By Charlatans standards, Simpatico is strikingly political: the London bombings receive a mention; Burgess ruminates on the World Trade Center attacks (the band’s acclaimed seventh record, Wonderland, was released in the US on September 11).
“'When The Lights Go Out In London’ was written about 20 minutes after we heard that all our London friends were okay after the bombing,” Burgess recalls. “‘NYC' is about me finding out about September 11. The Charlatans were supposed to be in New York when the planes hit. It was a miracle we weren’t. I remember waking up at four in the morning in LA and turning on the telly and seeing the Pentagon on fire. That song is about the dreadful feeling in my stomach.”
What’s peculiar about all of this is that Burgess should fall prey to melancholy so late in The Charlatans’ career. When things don’t kill you, aren’t they supposed to make you stronger?
After all, it's not as if he, and the rest of the band, haven’t been through the grinder already. In the early ‘90s, the implosion of the Madchester scene nearly killed The Charlatans off.

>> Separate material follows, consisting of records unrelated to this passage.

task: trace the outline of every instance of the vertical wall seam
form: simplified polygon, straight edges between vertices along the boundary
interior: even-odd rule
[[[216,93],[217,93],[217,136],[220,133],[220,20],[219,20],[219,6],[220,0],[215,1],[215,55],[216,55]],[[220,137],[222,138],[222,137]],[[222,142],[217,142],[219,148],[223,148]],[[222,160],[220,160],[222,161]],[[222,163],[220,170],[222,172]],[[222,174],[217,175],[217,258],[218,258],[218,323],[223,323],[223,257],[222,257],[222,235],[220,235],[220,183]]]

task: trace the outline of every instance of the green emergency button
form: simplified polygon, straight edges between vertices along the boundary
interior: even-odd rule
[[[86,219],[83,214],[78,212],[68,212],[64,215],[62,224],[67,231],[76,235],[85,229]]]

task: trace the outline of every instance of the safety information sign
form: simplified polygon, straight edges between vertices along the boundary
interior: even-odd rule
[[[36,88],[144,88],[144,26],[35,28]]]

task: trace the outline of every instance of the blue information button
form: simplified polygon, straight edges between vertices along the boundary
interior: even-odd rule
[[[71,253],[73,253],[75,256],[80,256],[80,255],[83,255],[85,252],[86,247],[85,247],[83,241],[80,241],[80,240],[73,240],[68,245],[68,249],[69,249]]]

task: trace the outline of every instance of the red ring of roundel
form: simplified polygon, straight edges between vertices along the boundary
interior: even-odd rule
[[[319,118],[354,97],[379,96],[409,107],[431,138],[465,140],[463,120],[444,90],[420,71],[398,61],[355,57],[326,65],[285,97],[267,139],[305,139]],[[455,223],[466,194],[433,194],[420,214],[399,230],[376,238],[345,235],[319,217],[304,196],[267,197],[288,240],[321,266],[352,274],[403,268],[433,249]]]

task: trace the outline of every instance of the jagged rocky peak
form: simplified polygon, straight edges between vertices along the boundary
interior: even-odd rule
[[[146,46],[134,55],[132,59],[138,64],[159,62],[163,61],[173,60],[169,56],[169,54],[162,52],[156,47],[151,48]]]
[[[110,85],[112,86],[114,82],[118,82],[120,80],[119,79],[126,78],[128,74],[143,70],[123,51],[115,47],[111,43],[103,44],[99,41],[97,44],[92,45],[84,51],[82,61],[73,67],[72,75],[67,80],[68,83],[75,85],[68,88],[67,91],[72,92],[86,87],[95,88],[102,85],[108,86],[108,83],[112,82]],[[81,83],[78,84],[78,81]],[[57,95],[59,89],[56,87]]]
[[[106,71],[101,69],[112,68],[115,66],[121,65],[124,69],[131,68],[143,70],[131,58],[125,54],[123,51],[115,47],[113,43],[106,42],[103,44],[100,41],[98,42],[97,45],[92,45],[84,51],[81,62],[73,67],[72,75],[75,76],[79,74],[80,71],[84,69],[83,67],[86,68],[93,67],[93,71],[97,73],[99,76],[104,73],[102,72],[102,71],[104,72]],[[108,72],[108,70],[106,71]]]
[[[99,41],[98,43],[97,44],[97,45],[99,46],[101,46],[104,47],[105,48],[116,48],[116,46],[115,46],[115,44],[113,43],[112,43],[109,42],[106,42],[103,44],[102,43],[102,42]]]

Then, in 1992, keyboard player Rob Collins drove the getaway car in an armed robbery, receiving eight months in the clinker for his troubles (he claimed to be an ‘accidental’ accessory). Four years later Collins, en route to the studio where the Charlatans had started their fifth record, lost control of his car and hit a tree, dying instantly.
Fate – the bastard – had one final, absurd twist, in store. In 2002, The Charlatans' accountant skipped town with e500,000 in royalties, saddling the band with a crippling Inland Revenue bill.
Looking back on all that has happened Burgess shakes his head slowly and smiles, though the warmth has drained away.
“People ask whether we're the band we are today despite or because of all we've been through, and I honestly don’t have an answer. We just muddled on. Kept going. What else do you do? A journalist once asked how we survived. I said it was karma. He wanted to know whether it was good karma or bad karma. I’m still trying to work that out.”